I'm feeling the repercussions of a life full of these mental concussions

that builds up in time to start hurting my stomach

until I feel like I might die if something doesn't start working

in favor of mine.

But I guess I can't really complain

I'm one day closer to gaining the fame

that I've sacrificed all but my name

in order to break into this world

that could possibly regain the integrity

that we've all just given away

throughout the days just to get paid

by some socially accepted nazi

who looks just like me and you

probably wakes up ties his own shoes

ties his tie that resembles a noose

just in case of bad news

he can cut loose from a world

he never knew - just used to

make himself a million, billion, trillion,

but know he's swinging from the ceiling

because he placed his material possessions in front of his feelings.

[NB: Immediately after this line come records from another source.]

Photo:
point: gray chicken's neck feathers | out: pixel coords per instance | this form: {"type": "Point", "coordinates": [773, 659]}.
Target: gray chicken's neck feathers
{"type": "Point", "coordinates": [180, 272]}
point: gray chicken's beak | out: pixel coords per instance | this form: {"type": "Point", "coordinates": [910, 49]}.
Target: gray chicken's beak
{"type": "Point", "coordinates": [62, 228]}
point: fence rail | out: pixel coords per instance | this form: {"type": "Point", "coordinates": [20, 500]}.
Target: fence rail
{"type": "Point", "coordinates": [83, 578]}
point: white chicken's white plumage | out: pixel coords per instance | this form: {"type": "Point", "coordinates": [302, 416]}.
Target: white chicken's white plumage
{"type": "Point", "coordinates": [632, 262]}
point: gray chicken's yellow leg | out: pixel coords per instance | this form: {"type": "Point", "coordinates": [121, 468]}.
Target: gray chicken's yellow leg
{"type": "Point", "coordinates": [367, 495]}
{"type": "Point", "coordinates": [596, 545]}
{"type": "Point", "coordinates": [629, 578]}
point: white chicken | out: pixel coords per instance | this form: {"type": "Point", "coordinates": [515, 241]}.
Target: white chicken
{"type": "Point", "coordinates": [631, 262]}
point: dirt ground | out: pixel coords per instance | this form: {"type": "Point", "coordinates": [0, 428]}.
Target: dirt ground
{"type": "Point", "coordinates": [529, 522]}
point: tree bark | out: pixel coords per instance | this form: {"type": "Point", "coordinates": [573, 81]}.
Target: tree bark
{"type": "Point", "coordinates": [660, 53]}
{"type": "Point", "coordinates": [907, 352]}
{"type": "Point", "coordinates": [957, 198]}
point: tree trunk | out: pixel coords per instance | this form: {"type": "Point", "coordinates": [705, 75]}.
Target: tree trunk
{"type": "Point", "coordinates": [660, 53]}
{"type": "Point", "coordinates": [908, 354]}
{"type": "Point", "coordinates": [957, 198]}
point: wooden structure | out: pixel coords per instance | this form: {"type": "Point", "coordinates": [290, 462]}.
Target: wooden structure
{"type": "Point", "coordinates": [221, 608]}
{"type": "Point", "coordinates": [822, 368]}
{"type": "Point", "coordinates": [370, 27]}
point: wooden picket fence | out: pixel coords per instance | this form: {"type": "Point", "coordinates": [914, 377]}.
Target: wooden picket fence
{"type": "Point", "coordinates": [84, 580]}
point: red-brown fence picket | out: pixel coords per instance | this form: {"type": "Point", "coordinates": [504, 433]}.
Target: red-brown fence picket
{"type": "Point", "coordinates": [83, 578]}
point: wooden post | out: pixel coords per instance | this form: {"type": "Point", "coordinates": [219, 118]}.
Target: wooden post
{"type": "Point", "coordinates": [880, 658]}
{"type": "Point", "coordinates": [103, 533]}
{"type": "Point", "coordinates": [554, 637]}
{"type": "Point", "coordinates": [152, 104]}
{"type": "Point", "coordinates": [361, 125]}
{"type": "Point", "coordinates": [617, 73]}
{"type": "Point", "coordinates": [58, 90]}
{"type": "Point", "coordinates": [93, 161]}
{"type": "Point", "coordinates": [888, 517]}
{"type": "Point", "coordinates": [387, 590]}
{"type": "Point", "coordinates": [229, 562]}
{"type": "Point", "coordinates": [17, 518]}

But it is his kids that I really remorse

of coarse they probably end up like he did

take over the family business

insisted by their mother

whose got another father figure

who happens to be the gravedigger CEO

who handed down the suicide note to that poor soul

whose pink slip came in the form of a 13-knot rope

scapegoat out choked executive joke

waiting to take another poke at another poor soul

with an eight inch scope

just to show or for show who knows

what goes on or up the nose probably coke

or some other cliché word for dope.

Shit, I just woke up with this cloak and dagger

sticking out of my back and staggered into the living room

assassins jacking off to some racket coming from the kitchen cabinets

where I store all of the heads and hats of fascists

and racists lets face it

there's no place for these advocates of hate

but sadists are always welcome to stay and play

I think some day the depraved

will save the lives of the gays

without being ashamed

or afraid of what someone might say

or without trying to explain

that their best black friend is of the lightest shade

maybe these gray days and tyrant ways

are soon to be passed away

by poets who assassinate racial hate

with words and turn faces to the left

but when it's my turn I'll bet

I'll burn what's left

of the crosses and steeples

that I consider a unnecessary evil

because most people are to feeble to see

that I've revealed myself as the devil to be

and without any warning I could be on top

and believe me it's closer than you think

I'm on the brink

of breaking into this industry

as a poetic radical

an assassination to be

living off the money I received by thievery

from the National Arts society

who still views me as racy crazy

and lets face it I am abrasive

not the typical poetic salvation

but there is starvation in the minds of these people

and even if I am labeled as evil

my sold soul will not weeble, wobble or topple

tomorrow I'll probably be asked to interview with Ted Kopel

or the O'reilly factor

exactly where did you get this number

it's unpublished and not even mine

I'm just hiding out here for awhile

buying some time

until I can write my version of the bible

and sell it to every kid who attends high school

and alcoholics anonymous they seem to like us

or me and my 665 other personalities

who all live vicariously through me

while I act like a junkie.

funny I don't remember sending out a press kit to the president

but I guess it's no accident that I became the devils advocate

I guess it's to late to repent all of my sins and begin

to lead a normal life

and finally drop the knife

that I like to hold by the necks

of all the people who despise what I write

But, never in this life will any protest of my mind

encourage me to be more kind

to any god-given life

even if it is mine

and I'm forced to close my eyes

that is fine

as long as you realize why I was left to die

by a million other lives that never tried to become as I

and if the tie of that poor soul becomes me accessorized

then I'm sure you'll see me swinging from that 12th floor ceiling

just the same as he

perhaps Ill never leave

and truly become an ornament

an oracle or miracle for someone spiritual

and literature will become scripture with pictures

and ever lasting life that requires millions of witnesses.